Mexico: Private consumption continues to underpin economic growth, net exports are a temporary drag
June 20, 2016
Mexico’s economic growth gained momentum in the first quarter of 2016 due to solid private consumption. According to INEGI’s data for aggregate demand and supply, GDP increased 2.6% in the first quarter over the same quarter last year. The reading was an acceleration over the 2.4% expansion registered in the final quarter of 2015 and was in line with market expectations.

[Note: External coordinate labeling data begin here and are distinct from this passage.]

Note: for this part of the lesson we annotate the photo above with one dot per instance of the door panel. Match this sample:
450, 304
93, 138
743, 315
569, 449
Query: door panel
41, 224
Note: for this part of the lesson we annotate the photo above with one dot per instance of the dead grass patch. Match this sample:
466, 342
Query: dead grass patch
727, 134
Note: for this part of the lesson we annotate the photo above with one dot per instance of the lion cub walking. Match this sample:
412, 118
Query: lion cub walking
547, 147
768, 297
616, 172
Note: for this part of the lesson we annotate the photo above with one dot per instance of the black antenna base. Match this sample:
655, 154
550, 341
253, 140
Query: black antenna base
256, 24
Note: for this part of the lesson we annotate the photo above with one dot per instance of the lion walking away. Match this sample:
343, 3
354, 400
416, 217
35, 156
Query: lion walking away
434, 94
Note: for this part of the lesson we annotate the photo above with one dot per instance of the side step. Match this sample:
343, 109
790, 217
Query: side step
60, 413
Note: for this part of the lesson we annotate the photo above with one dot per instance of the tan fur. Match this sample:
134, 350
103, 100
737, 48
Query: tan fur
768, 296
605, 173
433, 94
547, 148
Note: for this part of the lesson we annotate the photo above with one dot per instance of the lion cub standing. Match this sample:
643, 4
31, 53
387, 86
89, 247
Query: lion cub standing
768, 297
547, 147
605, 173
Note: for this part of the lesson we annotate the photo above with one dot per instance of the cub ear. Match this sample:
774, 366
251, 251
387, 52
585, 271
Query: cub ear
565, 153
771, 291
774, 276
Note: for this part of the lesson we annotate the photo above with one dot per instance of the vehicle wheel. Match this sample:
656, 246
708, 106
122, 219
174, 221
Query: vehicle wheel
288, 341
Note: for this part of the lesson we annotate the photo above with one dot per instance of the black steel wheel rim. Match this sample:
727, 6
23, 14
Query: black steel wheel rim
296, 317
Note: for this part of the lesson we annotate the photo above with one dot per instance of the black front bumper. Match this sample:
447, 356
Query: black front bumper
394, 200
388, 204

Private consumption was again the key domestic demand component behind Q1’s solid increase. Household spending increased a healthy 3.3% annually in Q1 (Q4: +3.5% year-on-year), which contributed 2.2 percentage points to overall economic growth. The positive contribution from private consumption to the headline figure reflects that consumer fundamentals remain strong: growing employment, credit expanding at a robust pace and rising real wages and remittances. Investment, on the other hand, maintained the lackluster pace of growth observed in Q4, growing 0.6% in Q1. This mainly reflected that solid growth in private investment offset a deterioration in public investment due to low oil prices. In the same line, government consumption deteriorated in the first quarter. In fact, it decreased for the first time in nine years and the decline was the fastest since Q4 2003 (Q1: -0.4% yoy; Q4: +1.9% yoy).

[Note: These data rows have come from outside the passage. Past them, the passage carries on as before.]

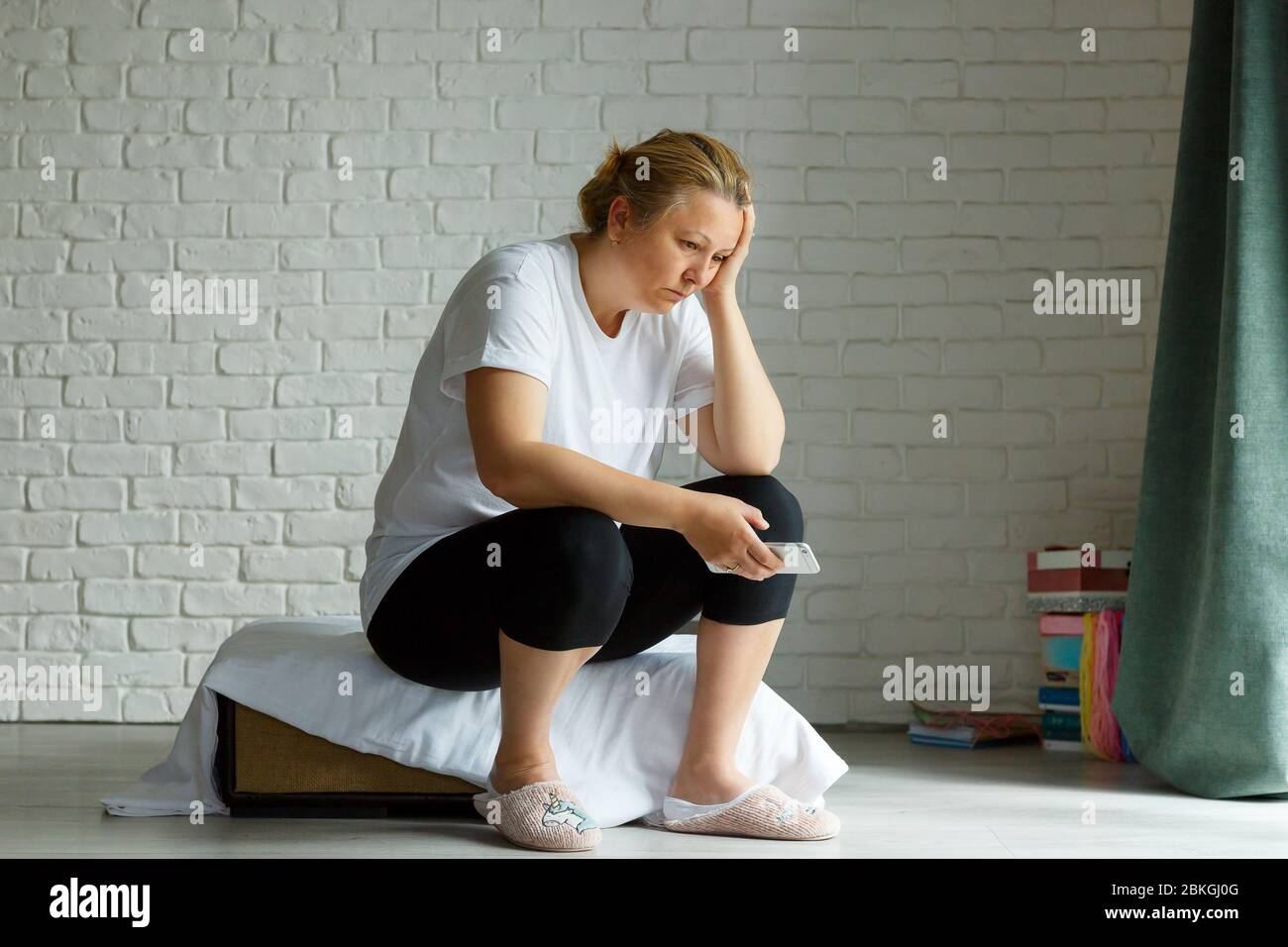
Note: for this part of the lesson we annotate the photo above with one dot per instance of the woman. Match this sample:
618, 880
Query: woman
515, 540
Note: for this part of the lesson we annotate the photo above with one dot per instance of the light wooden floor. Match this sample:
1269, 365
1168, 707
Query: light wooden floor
897, 800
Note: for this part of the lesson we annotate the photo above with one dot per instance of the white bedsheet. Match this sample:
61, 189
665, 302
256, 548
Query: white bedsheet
617, 737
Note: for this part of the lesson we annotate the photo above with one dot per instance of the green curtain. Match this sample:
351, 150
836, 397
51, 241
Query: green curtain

Exports continued to moderate in Q1, rising 1.4% year-on-year (Q4: +5.1% yoy) and marking the slowest pace of expansion since Q1 2013. The deceleration reflected considerable headwinds in the form slower global demand, in particular in the U.S., and low commodities prices. Meanwhile, imports moderated, but remained more resilient than exports (Q1: +2.1% yoy; Q4: +2.2% yoy), yielding a net external drag of 0.2 percentage points on overall GDP growth in Q1.
Looking at seasonally-adjusted quarter-on-quarter data, Mexico’s GDP expanded 0.8% in Q1, which represented a faster increase compared to the 0.6% expansion tallied in Q4 2015.